I didn’t mean to suggest that all conceivable or useful notions of reduction are “bidirectional” and hence Church-Rosser. I meant that the sort of transformations relvant to the OP, the sort of rules that allow one to rewrite (1 + 2)^2 as 1^2 + 2*2 + 2^2, have this property.
If you actually look at the OP itself, it didn’t specify anything about the context. That arose later.
I suppose the title didn’t “just about say it all”.

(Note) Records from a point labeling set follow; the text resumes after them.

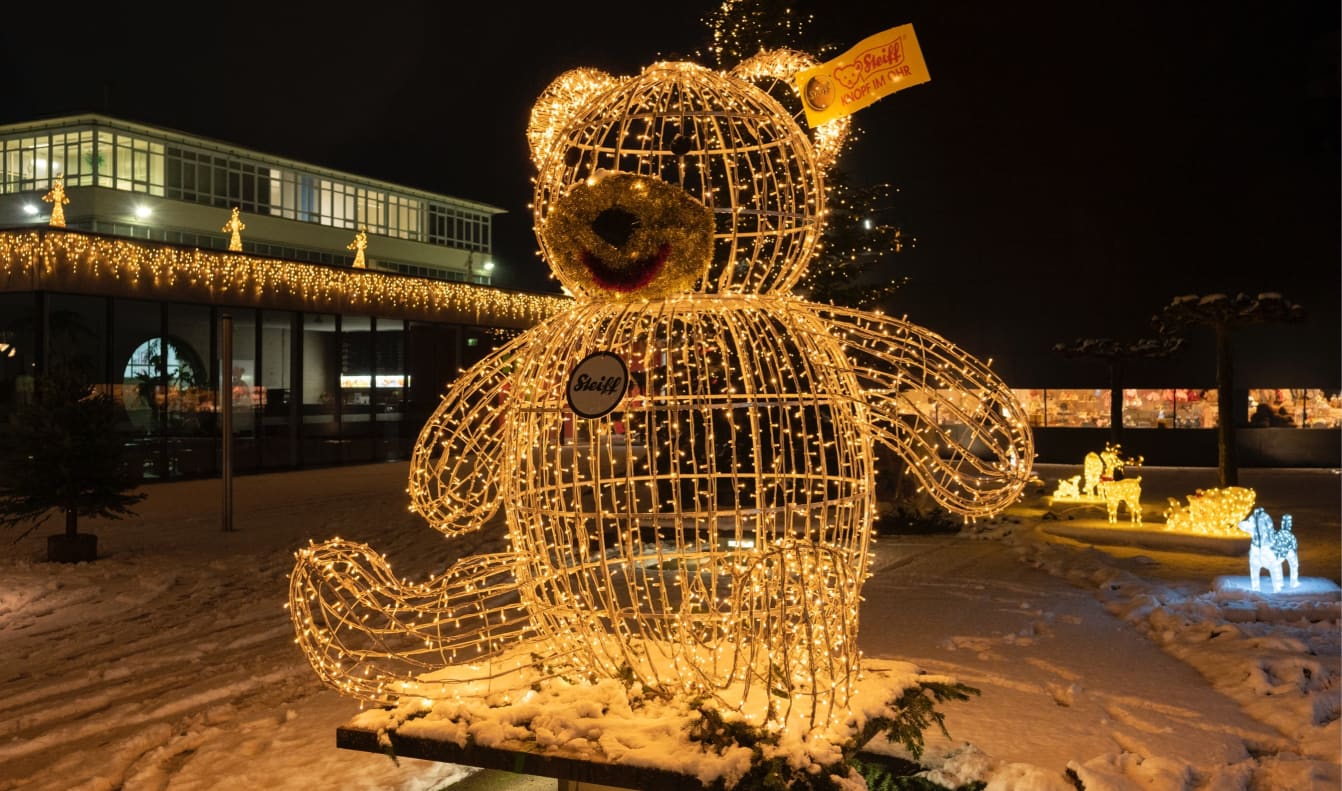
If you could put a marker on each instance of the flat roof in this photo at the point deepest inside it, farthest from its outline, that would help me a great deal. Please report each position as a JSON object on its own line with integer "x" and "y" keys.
{"x": 235, "y": 151}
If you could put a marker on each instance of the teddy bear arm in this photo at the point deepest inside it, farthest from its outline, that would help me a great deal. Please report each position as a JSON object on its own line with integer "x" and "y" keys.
{"x": 954, "y": 423}
{"x": 452, "y": 478}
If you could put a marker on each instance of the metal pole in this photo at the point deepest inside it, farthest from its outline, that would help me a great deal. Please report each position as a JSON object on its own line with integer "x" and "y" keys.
{"x": 226, "y": 407}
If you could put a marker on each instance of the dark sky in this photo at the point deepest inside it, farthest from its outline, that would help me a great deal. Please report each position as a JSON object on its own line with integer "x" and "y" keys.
{"x": 1070, "y": 168}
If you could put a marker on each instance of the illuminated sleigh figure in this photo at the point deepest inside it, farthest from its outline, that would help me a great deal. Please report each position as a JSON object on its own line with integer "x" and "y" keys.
{"x": 1211, "y": 512}
{"x": 1270, "y": 548}
{"x": 1097, "y": 468}
{"x": 722, "y": 556}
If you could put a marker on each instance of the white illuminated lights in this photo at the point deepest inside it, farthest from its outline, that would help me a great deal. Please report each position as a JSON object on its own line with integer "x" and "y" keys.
{"x": 1270, "y": 548}
{"x": 709, "y": 537}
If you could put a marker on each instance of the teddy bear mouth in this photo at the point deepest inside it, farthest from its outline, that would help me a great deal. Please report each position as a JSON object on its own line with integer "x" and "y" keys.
{"x": 630, "y": 234}
{"x": 628, "y": 275}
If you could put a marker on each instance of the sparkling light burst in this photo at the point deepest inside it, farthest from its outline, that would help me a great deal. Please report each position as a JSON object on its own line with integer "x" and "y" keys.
{"x": 710, "y": 536}
{"x": 59, "y": 200}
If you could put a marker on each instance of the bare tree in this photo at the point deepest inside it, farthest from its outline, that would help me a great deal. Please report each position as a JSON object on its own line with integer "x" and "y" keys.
{"x": 1117, "y": 355}
{"x": 1223, "y": 316}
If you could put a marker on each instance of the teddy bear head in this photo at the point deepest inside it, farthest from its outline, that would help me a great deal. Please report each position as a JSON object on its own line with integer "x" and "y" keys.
{"x": 678, "y": 180}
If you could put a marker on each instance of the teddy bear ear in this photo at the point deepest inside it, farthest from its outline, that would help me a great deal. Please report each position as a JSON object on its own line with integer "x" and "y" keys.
{"x": 558, "y": 102}
{"x": 773, "y": 71}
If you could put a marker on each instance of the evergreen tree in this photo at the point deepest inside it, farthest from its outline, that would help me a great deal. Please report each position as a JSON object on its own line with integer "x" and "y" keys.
{"x": 1117, "y": 355}
{"x": 62, "y": 454}
{"x": 1223, "y": 316}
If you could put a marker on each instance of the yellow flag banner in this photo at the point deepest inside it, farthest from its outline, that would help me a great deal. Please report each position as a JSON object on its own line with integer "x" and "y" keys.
{"x": 876, "y": 67}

Fair enough, but I think it’s clear by now, if not from the original post (which, by the way, talked about “simplification”, not “reduction”), that the question was about transformations of expressions according to identities. These are all Church-Rosser, no?
Well, if you mean “simplification”, then in what sense can x[sup]2[/sup] + 2x + 1 be said to simplify to (x+1)[sup]2[/sup]?
Better yet, how can x[sup]2[/sup] + 2x be said to simplify to (x+1)[sup]2[/sup] - 1?
If you’re looking for some collection of rules to convert between algebraically equivalent terms, I’m not sure the problem is quite so clear-cut. Yes, it’s easy to see that adding and subtracting a given quantity gives an equivalent expression, but to know what to add or subtract at a given step is very subtle.
The big benefit of a C-R notion of reduction is that at any point you can make any choice you want and you’ll always get “closer” to a “normal form”, which is unique. Arithmetic doesn’t really seem to have much in the way of that.